This morning, the 3rd Circuit Court of Appeal issued a mixed decision regarding the 18 US Code § 2257 record-keeping regulations, but one that contains some good news for the adult industry. While the Circuit disagreed with claims that the 2257 record-keeping regulations violated the First Amendment, the court did agree that requiring adult producers make 2257 records available without a warrant, accessible by law enforcement for any reason, violated a producer’s Fourth Amendment protections against unreasonable search and seizure. This means that while the regulations stand for now, they are largely unenforceable as written.

“The Third Circuit’s decision striking down the recordkeeping inspection regime as unconstitutional under the Fourth Amendment deals a substantial blow to the 2257 scheme,” said attorney J. Michael Murray, who argued the case on behalf of FSC and other plaintiffs. “Under today’s ruling, the Government can no longer appear at the doors of Free Speech Coalition’s members without a search warrant, and demand entry to inspect their 2257 records in derogation of the Fourth Amendment.”

Diane Duke, President and CEO of the Free Speech Coalition, was enthusiastic about the ruling, and possible future decisions.

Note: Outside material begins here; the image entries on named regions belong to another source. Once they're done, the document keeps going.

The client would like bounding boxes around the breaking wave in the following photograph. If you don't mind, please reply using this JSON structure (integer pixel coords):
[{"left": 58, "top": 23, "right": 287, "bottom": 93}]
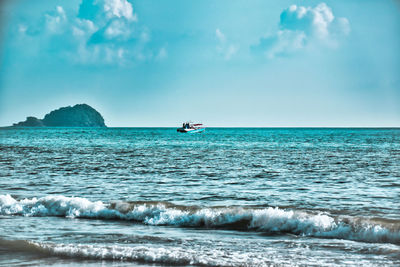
[
  {"left": 0, "top": 239, "right": 269, "bottom": 266},
  {"left": 0, "top": 195, "right": 400, "bottom": 244}
]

“This decision was a hard-fought victory for adult industry. The Third Circuit’s decision struck down the record-keeping inspection as unconstitutional under the Fourth Amendment. The decision prohibits the routine, warrantless inspections which were the hallmark of the original regulation. It is important to note that this decision only protects members of the Free Speech Coalition, the plaintiff in the case. We suggest that all adult producers make sure their membership is in good standing, and if not, to join in order to take advantage of the protections.”

“Of course, we entirely disagree with the court’s holding that the regulations themselves are not prohibitively burdensome to producers under the First Amendment,” Duke added. “However, the court remanded some of the restrictions back to a lower court — including those that require business owners keep certain hours to make records available for inspection — and we’re hopeful they will be overturned. Over the next few weeks, we will be examining the decision in more detail to determine if we should appeal it en banc.”

For right now, producers should still keep records as they have been doing. However — for FSC members — the threat of warrantless drop-by inspections are gone. FSC is hopeful that attendant requirements to make those records available for 20 hours a week will soon be gone as well.